Leeds machine learning expert selected for prestigious DAFNI Fellowship 

New national funding will support Leeds research into how AI and physical modelling can strengthen UK infrastructure resilience.

Associate Professor Xiaohui Chen, from the School of Civil Engineering, has been named to the 2026 cohort of DAFNI Fellows, a nationally competitive scheme that supports research into resilient infrastructure, extreme weather, and future decision-making systems.

Dr Chen said: “I am delighted to be selected as a DAFNI Fellow. This fellowship provides an exciting opportunity to advance next-generation AI-for-Science frameworks that combine physical modelling with data-driven approaches to support resilient national infrastructure systems.

“Through this fellowship, we hope to develop trustworthy and reusable digital tools for infrastructure and environmental risk prediction, while strengthening collaboration between academia, industry, and government.”

The fellowship is part of the Data & Analytics Facility for National Infrastructure (DAFNI), a national platform that supports advanced infrastructure modelling and analysis. Fellows receive funding to support research activity, collaboration, and engagement with partners across academia, industry, and government.

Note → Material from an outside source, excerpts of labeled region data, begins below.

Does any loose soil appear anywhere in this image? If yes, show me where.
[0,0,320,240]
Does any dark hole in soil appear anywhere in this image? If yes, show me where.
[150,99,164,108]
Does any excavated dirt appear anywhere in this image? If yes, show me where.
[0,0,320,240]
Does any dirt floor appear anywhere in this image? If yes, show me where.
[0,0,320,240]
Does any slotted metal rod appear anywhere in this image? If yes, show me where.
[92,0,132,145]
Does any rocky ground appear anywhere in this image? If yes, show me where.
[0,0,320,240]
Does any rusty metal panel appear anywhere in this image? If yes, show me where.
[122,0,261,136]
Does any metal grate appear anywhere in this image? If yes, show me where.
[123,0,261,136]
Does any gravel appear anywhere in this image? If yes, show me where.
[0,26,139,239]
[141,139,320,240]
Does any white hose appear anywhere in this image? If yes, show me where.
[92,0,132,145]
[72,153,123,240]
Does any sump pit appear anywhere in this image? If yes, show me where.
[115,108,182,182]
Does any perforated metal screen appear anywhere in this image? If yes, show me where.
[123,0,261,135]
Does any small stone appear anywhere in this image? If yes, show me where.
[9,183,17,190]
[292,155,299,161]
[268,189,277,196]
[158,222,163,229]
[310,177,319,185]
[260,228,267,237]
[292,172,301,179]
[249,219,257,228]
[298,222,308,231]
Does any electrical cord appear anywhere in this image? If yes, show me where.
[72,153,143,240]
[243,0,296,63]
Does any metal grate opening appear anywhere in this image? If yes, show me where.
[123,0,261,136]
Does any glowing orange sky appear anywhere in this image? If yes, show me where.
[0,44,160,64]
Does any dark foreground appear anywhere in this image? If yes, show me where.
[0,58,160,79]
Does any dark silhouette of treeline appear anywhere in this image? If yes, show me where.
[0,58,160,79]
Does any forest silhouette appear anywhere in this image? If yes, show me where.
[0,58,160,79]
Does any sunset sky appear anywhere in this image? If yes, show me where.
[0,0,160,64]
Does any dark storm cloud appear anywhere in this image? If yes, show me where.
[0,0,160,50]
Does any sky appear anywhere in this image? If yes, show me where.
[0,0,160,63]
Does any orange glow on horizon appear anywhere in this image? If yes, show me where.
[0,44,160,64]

This year’s cohort was selected from 116 applicants spanning a wide range of disciplines and career stages. Projects include resilient transport networks, climate-ready electricity systems, urban flood resilience, and railway disruption modelling.

Brian Matthews, DAFNI Leader, said the initiative supports both research development and long-term collaboration across the infrastructure community.

He said: “The fellowship scheme will help further the aims of the Centre of Excellence, identifying research approaches to the challenges of safeguarding the security and resilience of national infrastructure. In addition, we operate a ‘once a DAFNI Fellow, always a DAFNI Fellow’ initiative, ensuring strong connections for the future.”

Each Fellow receives £10,000 to support staff time, travel, conferences, workshops, and knowledge-exchange activities. Researchers will also work with the DAFNI team to integrate their data and models into the platform, enabling future reuse and collaboration.

DAFNI was established to support large-scale infrastructure research across the UK, bringing together data analysis, modelling and visualisation to address challenges linked to resilience, sustainability, and whole-system thinking.